Dominic Savio is a Don Bosco private day school that serves both wealthy and very poor families. It is also home for almost 80 boarding boys drawn from the most challenging backgrounds. The school has wonderful facilities with extensive playing fields and projectors in almost every classroom. However, the classrooms are often cramped and house about 55 children, and sometimes teachers are less than effective.

What is it then that sets Dominic Savio apart from the other 74 schools we have evaluated so far? Especially when the individual areas the school focused its improvement energy on are being successfully addressed by many of our other schools. What Dominic Savio is doing differently is implementing their strategy as a single endeavour, and the impact is profound.

The catalyst for their improvement was unquestionably the manner in which they embraced the School Self Review process. We realised that their progress was likely to be remarkable when they shared with us the results of their mid-term self-review. Instead of making significantly improved judgements to reflect the good work they had already begun in their first year on teaching and learning, they scored themselves much lower than when they had undertaken the original AQS. When, we analysed the data following the achievement of a National Platinum in their second AQS review we found that their performance evaluation against the six key performance areas was exactly the same as ours. Dominic Savio is first of 75 schools to achieve this! But it was the statistic that approximately 90% of the 162 judgements they scored themselves on were the same as that of the Adhyayan external team which is most remarkable. Great schools and school networks around the world know themselves very well!

 Snapshots from the AQS at Dominic Savio, Andheri, Mumbai.  

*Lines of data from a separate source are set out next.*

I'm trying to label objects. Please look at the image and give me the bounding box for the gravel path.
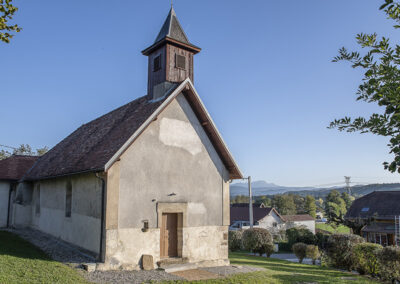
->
[6,228,264,284]
[199,265,265,276]
[84,270,183,284]
[6,228,96,268]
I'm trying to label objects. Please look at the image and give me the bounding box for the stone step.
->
[158,263,197,273]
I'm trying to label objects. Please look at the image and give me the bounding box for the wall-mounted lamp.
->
[142,220,149,233]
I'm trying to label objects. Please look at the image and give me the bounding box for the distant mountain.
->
[230,180,317,197]
[230,180,400,198]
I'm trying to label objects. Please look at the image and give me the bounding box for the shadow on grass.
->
[230,253,376,283]
[0,231,51,260]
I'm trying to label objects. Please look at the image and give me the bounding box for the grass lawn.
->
[165,253,379,284]
[315,223,350,234]
[0,231,378,284]
[0,231,87,283]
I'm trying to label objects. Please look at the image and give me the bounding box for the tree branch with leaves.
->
[328,0,400,173]
[0,0,21,43]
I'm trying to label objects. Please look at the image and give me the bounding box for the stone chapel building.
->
[4,8,242,269]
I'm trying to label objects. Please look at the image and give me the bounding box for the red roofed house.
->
[6,8,242,269]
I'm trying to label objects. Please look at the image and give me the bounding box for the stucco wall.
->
[0,181,10,228]
[106,95,229,265]
[31,174,101,253]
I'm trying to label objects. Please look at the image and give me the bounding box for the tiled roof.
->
[0,155,39,180]
[231,207,272,224]
[345,191,400,218]
[25,90,173,180]
[282,214,315,222]
[154,8,190,44]
[361,223,395,234]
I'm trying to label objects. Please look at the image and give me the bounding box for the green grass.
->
[163,253,379,284]
[0,231,87,283]
[315,223,350,234]
[0,231,378,284]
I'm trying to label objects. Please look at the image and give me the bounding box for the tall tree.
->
[341,192,354,210]
[329,0,400,173]
[304,195,317,218]
[0,144,49,160]
[0,0,21,43]
[325,190,347,225]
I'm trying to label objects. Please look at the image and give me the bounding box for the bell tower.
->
[142,7,201,99]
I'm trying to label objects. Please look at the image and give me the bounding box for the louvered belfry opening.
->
[142,8,201,99]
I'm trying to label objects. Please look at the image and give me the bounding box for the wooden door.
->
[160,213,178,257]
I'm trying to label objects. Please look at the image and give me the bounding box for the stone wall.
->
[0,181,10,228]
[13,173,102,253]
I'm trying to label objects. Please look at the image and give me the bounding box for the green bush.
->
[286,227,315,246]
[278,242,292,252]
[353,243,382,276]
[242,228,274,257]
[378,247,400,282]
[315,232,330,250]
[228,230,243,251]
[326,234,365,271]
[306,245,321,264]
[292,243,307,263]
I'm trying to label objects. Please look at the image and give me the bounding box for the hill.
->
[230,181,400,198]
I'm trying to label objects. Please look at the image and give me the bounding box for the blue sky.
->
[0,0,400,186]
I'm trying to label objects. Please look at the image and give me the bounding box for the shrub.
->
[315,232,330,250]
[306,245,321,265]
[228,231,243,251]
[292,243,307,263]
[286,227,315,246]
[278,242,292,252]
[378,247,400,282]
[327,234,365,271]
[353,243,382,275]
[242,228,274,257]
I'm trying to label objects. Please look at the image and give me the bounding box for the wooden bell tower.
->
[142,7,201,100]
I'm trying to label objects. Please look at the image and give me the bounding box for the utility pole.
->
[344,176,351,195]
[247,176,254,229]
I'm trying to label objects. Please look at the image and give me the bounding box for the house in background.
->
[0,155,38,228]
[345,191,400,246]
[230,206,315,234]
[282,214,315,234]
[230,204,285,234]
[6,8,242,269]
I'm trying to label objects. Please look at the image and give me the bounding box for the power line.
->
[0,144,18,150]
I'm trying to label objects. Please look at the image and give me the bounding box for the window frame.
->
[64,181,72,218]
[175,53,186,70]
[153,54,161,72]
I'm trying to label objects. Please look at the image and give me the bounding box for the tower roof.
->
[142,7,201,55]
[154,7,190,44]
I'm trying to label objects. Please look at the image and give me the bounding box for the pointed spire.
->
[154,6,190,44]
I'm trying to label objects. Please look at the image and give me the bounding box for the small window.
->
[153,55,161,72]
[175,54,186,69]
[65,181,72,218]
[35,184,40,215]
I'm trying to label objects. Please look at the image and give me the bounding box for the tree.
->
[289,194,306,214]
[341,192,354,211]
[272,194,296,215]
[305,195,317,218]
[0,144,49,160]
[325,190,347,225]
[0,0,21,43]
[328,0,400,173]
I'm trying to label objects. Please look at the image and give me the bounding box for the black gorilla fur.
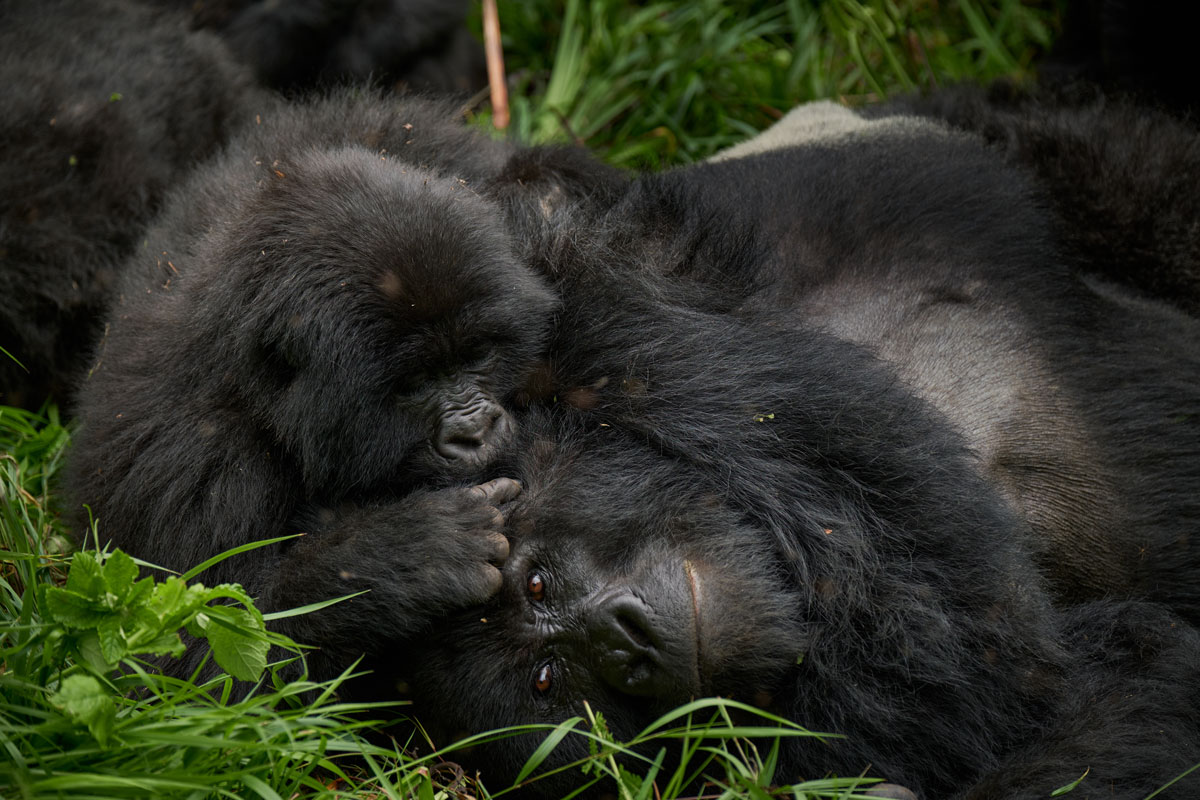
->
[398,101,1200,800]
[613,103,1200,621]
[881,83,1200,314]
[63,62,1200,799]
[158,0,487,92]
[0,0,248,407]
[72,92,554,681]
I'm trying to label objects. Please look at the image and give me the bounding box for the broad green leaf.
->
[202,606,270,680]
[103,551,138,601]
[42,585,113,630]
[50,675,116,745]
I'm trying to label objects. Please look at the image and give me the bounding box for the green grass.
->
[484,0,1063,168]
[0,0,1061,800]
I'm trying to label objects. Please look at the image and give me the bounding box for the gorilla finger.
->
[487,534,509,564]
[470,477,521,506]
[479,564,504,602]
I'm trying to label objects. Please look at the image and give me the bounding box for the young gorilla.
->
[71,94,554,675]
[0,0,250,407]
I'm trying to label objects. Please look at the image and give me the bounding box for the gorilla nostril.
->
[613,607,654,650]
[433,409,504,461]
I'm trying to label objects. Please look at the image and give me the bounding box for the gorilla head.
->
[407,419,805,789]
[174,148,553,488]
[400,402,1200,798]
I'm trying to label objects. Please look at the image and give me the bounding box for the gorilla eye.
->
[533,662,553,694]
[526,572,548,599]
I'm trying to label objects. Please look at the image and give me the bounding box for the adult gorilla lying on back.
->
[400,287,1200,800]
[393,94,1200,800]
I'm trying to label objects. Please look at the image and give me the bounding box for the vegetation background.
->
[0,0,1069,800]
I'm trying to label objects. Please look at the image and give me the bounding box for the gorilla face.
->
[194,149,554,488]
[406,434,803,786]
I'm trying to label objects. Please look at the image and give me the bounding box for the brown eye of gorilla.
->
[526,572,548,599]
[533,663,553,693]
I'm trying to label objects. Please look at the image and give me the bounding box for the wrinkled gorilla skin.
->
[0,0,250,407]
[609,103,1200,621]
[68,92,554,675]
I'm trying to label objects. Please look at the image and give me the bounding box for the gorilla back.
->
[613,103,1200,620]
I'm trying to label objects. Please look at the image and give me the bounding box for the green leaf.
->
[1050,766,1092,798]
[50,675,116,745]
[197,606,270,680]
[103,551,138,601]
[514,717,583,783]
[42,585,113,630]
[96,619,127,664]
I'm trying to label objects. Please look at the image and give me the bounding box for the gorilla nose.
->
[588,593,692,698]
[433,404,504,463]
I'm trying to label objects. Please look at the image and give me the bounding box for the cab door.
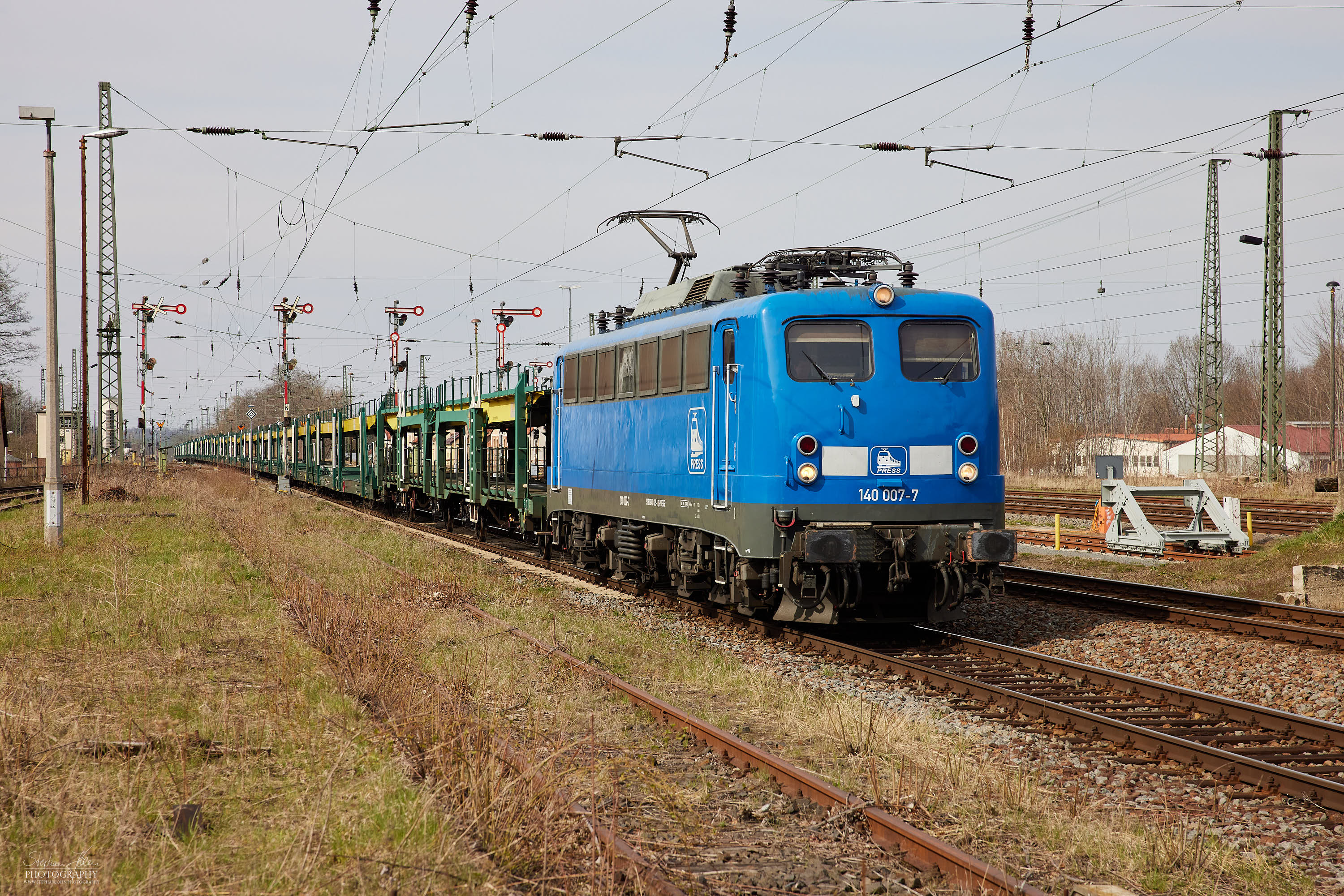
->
[710,320,742,510]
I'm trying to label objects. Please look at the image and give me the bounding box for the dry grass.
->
[0,474,492,893]
[226,476,1312,895]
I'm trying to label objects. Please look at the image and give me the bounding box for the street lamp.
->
[79,128,130,504]
[560,286,583,343]
[19,106,65,548]
[1325,279,1340,481]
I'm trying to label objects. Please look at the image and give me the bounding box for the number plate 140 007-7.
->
[859,489,919,504]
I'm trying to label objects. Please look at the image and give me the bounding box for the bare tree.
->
[0,257,38,373]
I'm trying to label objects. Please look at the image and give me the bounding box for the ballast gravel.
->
[505,570,1344,893]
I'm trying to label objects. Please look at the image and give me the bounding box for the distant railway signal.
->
[491,305,542,369]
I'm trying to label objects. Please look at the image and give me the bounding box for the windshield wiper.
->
[933,337,970,386]
[798,349,839,386]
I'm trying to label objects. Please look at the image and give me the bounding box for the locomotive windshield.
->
[784,321,872,383]
[900,321,980,383]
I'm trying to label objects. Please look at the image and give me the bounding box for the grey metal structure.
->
[1195,159,1232,473]
[1243,109,1306,482]
[94,81,125,465]
[1101,480,1250,555]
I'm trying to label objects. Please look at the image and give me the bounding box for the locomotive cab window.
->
[579,352,597,402]
[560,355,579,404]
[638,339,659,395]
[659,333,681,395]
[900,321,980,383]
[784,321,872,383]
[597,348,616,402]
[616,344,634,398]
[685,326,711,392]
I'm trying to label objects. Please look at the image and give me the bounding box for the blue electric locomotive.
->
[547,247,1016,623]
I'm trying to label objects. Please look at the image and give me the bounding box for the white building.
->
[1161,424,1309,477]
[1074,433,1195,480]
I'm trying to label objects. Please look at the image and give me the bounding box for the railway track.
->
[1003,566,1344,650]
[265,473,1344,833]
[267,473,1046,896]
[1013,527,1231,560]
[1004,489,1335,535]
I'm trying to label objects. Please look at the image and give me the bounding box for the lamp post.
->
[1325,279,1340,476]
[19,106,65,548]
[79,128,129,504]
[560,286,583,343]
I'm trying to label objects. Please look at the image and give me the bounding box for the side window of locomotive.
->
[560,355,579,404]
[638,339,659,395]
[597,348,616,402]
[900,321,980,383]
[685,329,712,392]
[616,344,634,398]
[579,352,597,402]
[659,333,681,395]
[784,321,872,383]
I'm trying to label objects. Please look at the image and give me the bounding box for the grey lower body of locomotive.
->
[548,486,1016,625]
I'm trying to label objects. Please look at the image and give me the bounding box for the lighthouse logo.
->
[685,407,708,474]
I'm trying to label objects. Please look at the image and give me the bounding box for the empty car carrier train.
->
[181,247,1016,623]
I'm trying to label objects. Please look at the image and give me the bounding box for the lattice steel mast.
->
[1195,159,1232,473]
[94,81,125,465]
[1243,109,1306,482]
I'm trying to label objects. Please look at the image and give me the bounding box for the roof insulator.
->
[719,0,738,66]
[187,128,261,137]
[462,0,476,50]
[896,262,919,289]
[1021,0,1036,71]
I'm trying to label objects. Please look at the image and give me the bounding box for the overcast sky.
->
[0,0,1344,424]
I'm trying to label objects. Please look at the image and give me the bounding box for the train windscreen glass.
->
[784,321,872,383]
[900,321,980,383]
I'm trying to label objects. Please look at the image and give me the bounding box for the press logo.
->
[23,853,98,884]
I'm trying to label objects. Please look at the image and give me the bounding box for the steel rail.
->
[784,629,1344,811]
[1000,564,1344,634]
[218,467,1344,854]
[1013,528,1231,560]
[290,482,1046,896]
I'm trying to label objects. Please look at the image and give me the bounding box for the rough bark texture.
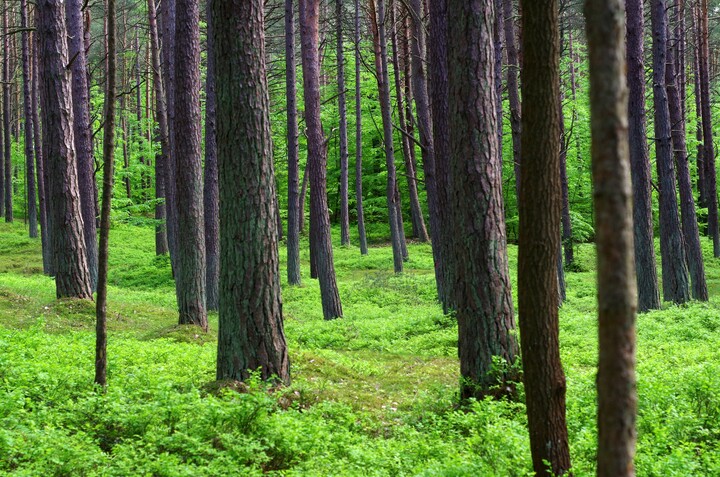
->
[173,0,208,330]
[352,0,368,255]
[37,0,92,298]
[625,0,660,312]
[369,0,403,273]
[650,0,690,303]
[299,0,342,320]
[518,0,570,476]
[203,0,218,310]
[585,0,637,477]
[95,0,117,386]
[211,0,290,384]
[447,0,518,398]
[65,0,98,289]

But it is the school’s vision of creating sparkling classrooms that has been the catalyst for change. Students are engaged in their own learning in spite of the cramped conditions and 50+ classroom population. Their first endeavour, display and peer learning, was a toe in the water. It was their decision to create an activity-based programme across the core curriculum that prompted the step change. The key to transformation was not simply the personal dynamic leadership of the principal which is outstanding. It was rather his leadership in distributing the accountability for the strategy to one of his co-ordinators, resourcing it, and giving considerable authority to the team that took the project forward. Today, on three days each week, teams of three teachers work in the same classroom across the core curriculum. These teams create comprehensive, differentiated lesson plans. Two of the teachers teach whilst the third observes their delivery. They are supported by daily learning walks of the lead co-ordinator and the leadership team. The feedback the teachers receive ensures that the lessons learned are beginning to develop good practice. And in every classroom for 100% of lesson time students are seated in groups so that peer learning is facilitated. While the school has made a big investment in new furniture, their most important investment has been in staffing this radical approach to teaching and learning.


The schools improvement journey is founded on the practical, daily application of the leadership and management of teaching and learning. It is so persistent that it is becoming owned by teachers, teaching leaders and increasingly, students. Two years ago, the school was led solely by the principal, supported by willing followers. Today he is the leading professional in a team of accountable leaders and managers whose voice is heard and acted upon.